With Hurricane Harvey and the associated historic, catastrophic flooding the area is experiencing and the country is watching in real time, it got me thinking about how the stock market (S&P 500) and insurance stocks fared during previous disasters. I decided to leave energy out because there haven’t been many hurricanes that directly impacted oil and gas. I did not include the Deepwater Horizon disaster in the gulf.

Let’s start with the S&P 500 during Superstorm Sandy, Katrina, the Northridge Earthquake and Andrew. Then we can look at today for any clues at to what lies ahead. Although Ike was on an equal loss plain, I excluded it because it occurred in September 2008 during the height of the financial crisis. Price action from the crisis certainly overwhelmed any impact from Ike.

As you can see below Sandy hit when stocks were already pulling back. They rallied for a day before falling to their ultimate lows two weeks later. From there, it was straight up.


Katrina is next and it’s a different story as the hurricane had two landfalls, first in Florida which people forget and then in Louisiana. Katrina was also a category 5 storm in the gulf which somewhat led to the pullback into its second landfall. The media and weather experts were consumed with how a cat 5 landfall would devastate. Thankfully, we never found out!

Stocks opened lower on Katrina day and then rallied for two weeks before rolling over again to the final low in October. Then it was up, up and away.

With earthquakes, there isn’t a warning so this is a different type of catastrophe for the markets to deal with. As you can see below, the market barely skipped a beat and the impact was essentially nothing.

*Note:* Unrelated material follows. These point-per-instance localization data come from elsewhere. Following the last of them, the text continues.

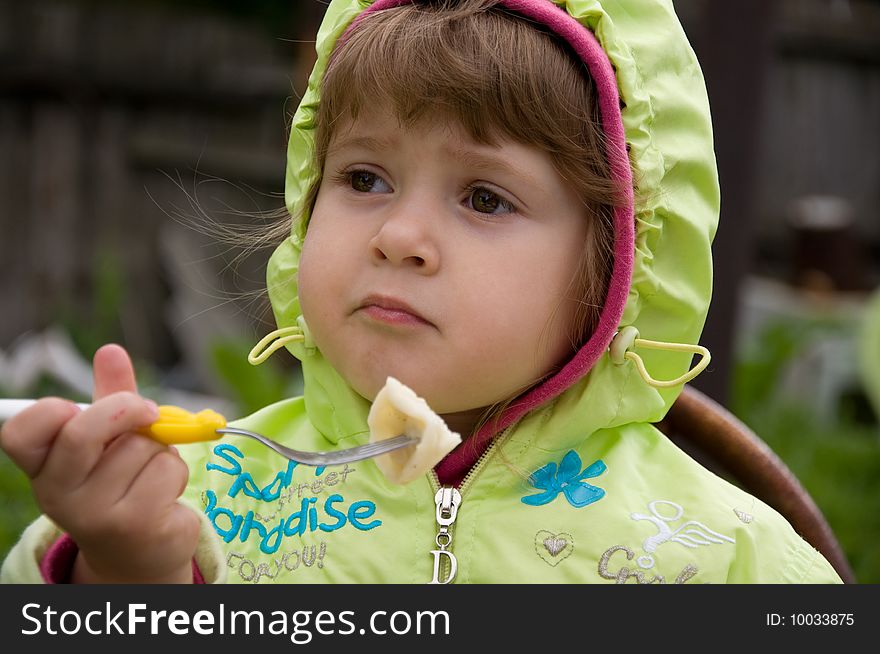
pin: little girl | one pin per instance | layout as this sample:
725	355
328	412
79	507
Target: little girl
461	177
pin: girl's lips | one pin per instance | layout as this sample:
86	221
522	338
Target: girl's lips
392	311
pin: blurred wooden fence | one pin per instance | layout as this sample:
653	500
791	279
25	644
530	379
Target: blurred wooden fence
98	102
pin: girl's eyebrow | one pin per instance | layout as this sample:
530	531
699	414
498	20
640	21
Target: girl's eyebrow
362	142
489	163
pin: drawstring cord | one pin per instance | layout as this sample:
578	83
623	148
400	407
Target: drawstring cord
627	339
621	349
278	338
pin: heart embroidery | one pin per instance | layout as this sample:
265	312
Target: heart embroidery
553	548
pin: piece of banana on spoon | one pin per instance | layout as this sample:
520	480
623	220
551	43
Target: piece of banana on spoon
398	410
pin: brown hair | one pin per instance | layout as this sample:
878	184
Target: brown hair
498	76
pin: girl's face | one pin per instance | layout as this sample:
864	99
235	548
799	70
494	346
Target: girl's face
440	261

Finally, Andrew is below and like the other hurricanes, stocks had already been pulling back when this monster made landfall in 1992. Similar to Katrina, stocks rallied immediately for two weeks before rolling over to their ultimate lows in October before soaring again.

Finally, take a look at where we stand today. The stock market has been in pullback mode, which has been a theme of mine all month. It’s not really conforming to any of the previously mentioned disasters.